In our world of horse, dolphin and dog whisperers, it is no surprise that tree whisperers walk in our midst.
Although not everyone can forge an American bald eagle from the remains of a towering oak tree, Richard Mullen, Diane Drinan and Justin Gordon sure can.
Mullen, a Navy reservist from the Vietnam era and a Georgetown resident, and Drinan, the executive director of the Georgetown Housing Authority, are raising money to hire Gordon, a Groveland wood and sand sculptor, to “release” the hidden eagle from the remains of a 9-foot tree stump.
When completed, the sculpture will honor those who have served military duty. It will also act as a site of beauty for contemplation and reflection within the Trestle Way Georgetown Housing Authority complex.
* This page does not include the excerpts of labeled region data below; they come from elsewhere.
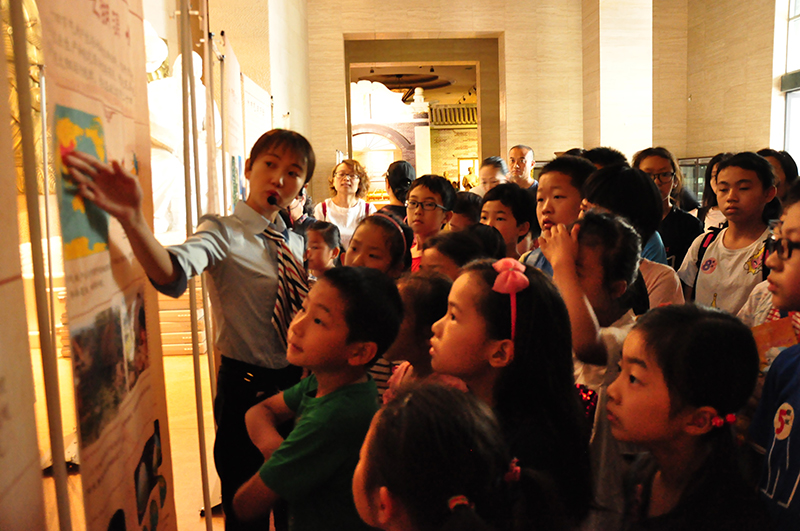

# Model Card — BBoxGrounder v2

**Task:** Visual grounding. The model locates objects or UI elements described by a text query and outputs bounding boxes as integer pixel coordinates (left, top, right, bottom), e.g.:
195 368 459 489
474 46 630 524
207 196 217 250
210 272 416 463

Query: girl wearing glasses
633 147 703 271
314 159 376 249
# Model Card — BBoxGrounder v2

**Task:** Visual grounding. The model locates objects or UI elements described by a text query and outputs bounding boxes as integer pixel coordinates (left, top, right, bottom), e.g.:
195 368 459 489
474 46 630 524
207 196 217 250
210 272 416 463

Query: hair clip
503 457 522 483
711 413 736 428
492 258 530 341
447 494 472 511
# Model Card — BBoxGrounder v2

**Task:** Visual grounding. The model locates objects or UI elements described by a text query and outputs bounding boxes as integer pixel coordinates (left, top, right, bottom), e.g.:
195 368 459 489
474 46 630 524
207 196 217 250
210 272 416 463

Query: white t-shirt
639 258 685 308
314 199 377 250
678 228 769 315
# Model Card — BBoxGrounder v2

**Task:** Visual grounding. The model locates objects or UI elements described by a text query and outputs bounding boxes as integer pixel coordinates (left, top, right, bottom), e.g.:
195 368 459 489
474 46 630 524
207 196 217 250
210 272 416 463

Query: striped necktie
263 227 308 348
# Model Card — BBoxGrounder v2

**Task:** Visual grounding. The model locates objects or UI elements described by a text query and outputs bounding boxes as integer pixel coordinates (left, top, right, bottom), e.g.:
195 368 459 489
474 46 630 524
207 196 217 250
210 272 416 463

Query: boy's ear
683 406 717 437
611 280 628 299
766 184 778 203
375 487 402 529
489 339 514 369
347 341 378 367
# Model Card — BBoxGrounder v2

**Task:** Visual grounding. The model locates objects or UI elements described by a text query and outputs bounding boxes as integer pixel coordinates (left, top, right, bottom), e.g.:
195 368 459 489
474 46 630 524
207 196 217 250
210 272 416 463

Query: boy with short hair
481 183 536 260
520 155 595 277
750 184 800 531
678 152 776 315
233 267 403 531
406 175 456 272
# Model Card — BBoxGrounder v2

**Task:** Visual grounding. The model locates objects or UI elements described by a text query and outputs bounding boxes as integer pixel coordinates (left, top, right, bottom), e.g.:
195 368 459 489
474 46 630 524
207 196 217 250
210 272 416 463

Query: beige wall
643 0 689 157
685 0 775 157
209 0 310 135
308 0 583 201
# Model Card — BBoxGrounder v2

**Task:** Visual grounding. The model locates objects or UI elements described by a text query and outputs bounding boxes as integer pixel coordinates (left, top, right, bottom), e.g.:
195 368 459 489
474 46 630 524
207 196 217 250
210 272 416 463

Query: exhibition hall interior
0 0 800 531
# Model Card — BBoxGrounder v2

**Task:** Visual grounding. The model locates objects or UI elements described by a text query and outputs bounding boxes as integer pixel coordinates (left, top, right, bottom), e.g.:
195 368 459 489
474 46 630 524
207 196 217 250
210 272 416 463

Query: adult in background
508 144 539 196
633 147 703 271
314 159 377 249
379 160 417 221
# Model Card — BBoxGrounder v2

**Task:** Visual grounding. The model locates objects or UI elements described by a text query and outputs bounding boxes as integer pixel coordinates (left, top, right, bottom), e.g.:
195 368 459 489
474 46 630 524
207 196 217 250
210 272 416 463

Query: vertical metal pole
219 31 230 214
39 65 58 362
180 0 213 531
10 0 72 531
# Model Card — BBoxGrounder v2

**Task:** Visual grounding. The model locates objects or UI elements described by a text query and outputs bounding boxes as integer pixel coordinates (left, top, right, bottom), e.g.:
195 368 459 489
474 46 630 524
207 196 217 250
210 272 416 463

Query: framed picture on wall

The idea began with a disaster.
Drinan had issued plans for tree removal at the Trestle Way complex last spring. The morning of the removal, she arrived at work a half-hour early and found that one of the trees already cut was not intended for removal.
“I sent the crew home and began searching for a chain saw artist,” Drinan said. “By the end of the day, I had found out we needed a 9-foot stump. So that is what we did. We cut it to a 9-foot stump.
“Luckily, I came in a half-hour early that day,” she said. “I saw the vets memorial just right when I looked at (the tree), vets because that is who we have here.”
Mullen added that Drinan has a warm spot in her heart for all veterans and the service they have contributed. They both see the sculpture as a way to honor veterans of all wars.
The tree stump is centrally located near the resident office and a turnaround in the Trestle Way complex. A bench already in place will serve as an invitation for anyone to sit and easily commune with the eagle sculpture.